And the conversion to digital will be expensive--broadcasters will have to upgrade their equipment and license the technology from Ibiquity, the only company in the game right now. Herbert said KCRW officials are still deciding how soon they’ll jump on the bandwidth wagon. “Traditionally, public radio stations have been the early adopters of new technology. But some of the conversion costs range upwards of $250,000,” he said.

And like other manufacturers of consumer electronics, Law said, Kenwood will begin offering digital converters for its existing receivers by next year, ranging from $300 to $400. More advanced receivers, with view screens and other add-ons capable of taking advantage of whatever new services broadcasters may dream up, will start showing up in 2004 or 2005, he said.

Some stations already employ a more primitive technology that lets specially equipped radios display simple text information, such as a station’s call letters or the name of the program being broadcast. Herbert said KCRW has been using the Radio Broadcast Data System about six years, but its offerings are limited and the service hasn’t really caught on.
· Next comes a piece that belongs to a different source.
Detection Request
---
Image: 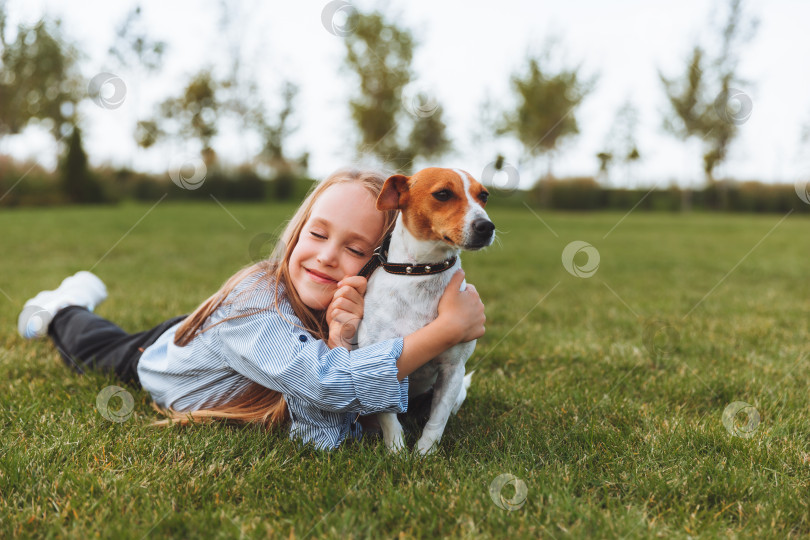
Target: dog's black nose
[473,218,495,234]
The digital conversion won’t make current radios obsolete for many years. Neither broadcasters nor government regulators want to strand consumers, who have an average of about six radios per household, Salemi said.

Stations will stream the digital signals alongside their current analog signals and may not convert completely for anywhere from five to 50 years, he said, probably depending on how many listeners in a given market have made the switch.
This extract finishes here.